One reason why it makes sense to keep psychiatry within the realm of medical science is that part of the good they do involves treating people with psychotropic drugs. And how those drugs affect the brain is a legitimate function of medical science. In libertarian utopia, all drugs would be legal for consenting adults and parents probably would be able to give drugs to their children.

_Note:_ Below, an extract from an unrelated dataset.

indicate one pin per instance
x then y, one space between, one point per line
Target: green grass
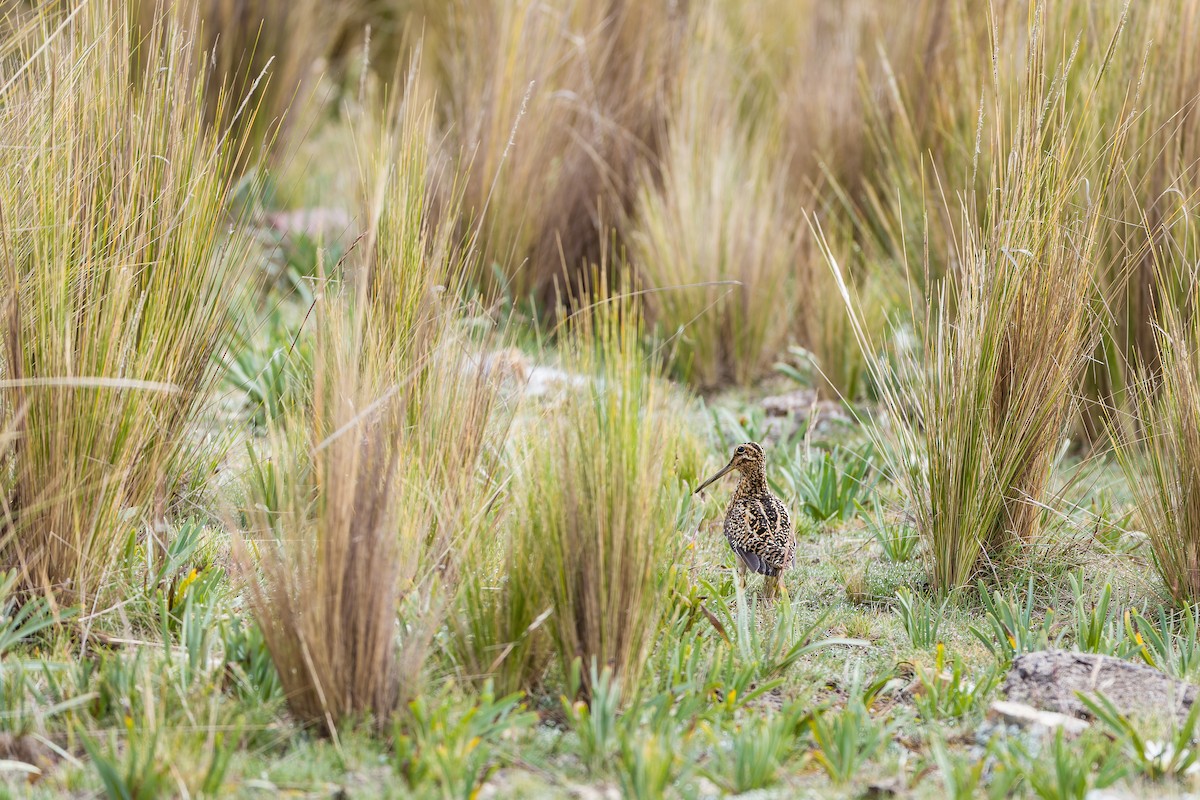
413 512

But we don’t live in that world.
Also, to the extent psychiatrists successfully treat people without drugs, the study of their progress is done according to the scientific method, rendering psychiatry into something more like a social science that helps individuals with life problems. (Except most other social scientists don’t get to prescribe drugs).
But I find it fascinating that, through the use of the scientific language and method, psychiatry that doesn’t involve prescribing drugs essentially repackages a humanistic philosophy that has been ongoing for thousands of years. Drug-less successful psychiatry has found basically that what the Stoics, Buddhists, and Eastern philosophers teach on how to deal with emotional well-being is accurate. (It’s also found within the Jewish and Christian traditions, if you know where to look.)
If I wanted to instruct people on these principles under the basis of “theology,” “philosophy,” or “self help” I could do this. I just need to be an MD in order to call it a “medical science” and write prescriptions.
(BTW, Roy Masters, featured above, at one point in his life practiced hypnotherapy and was arrested and served time in jail for practicing medicine without a license.)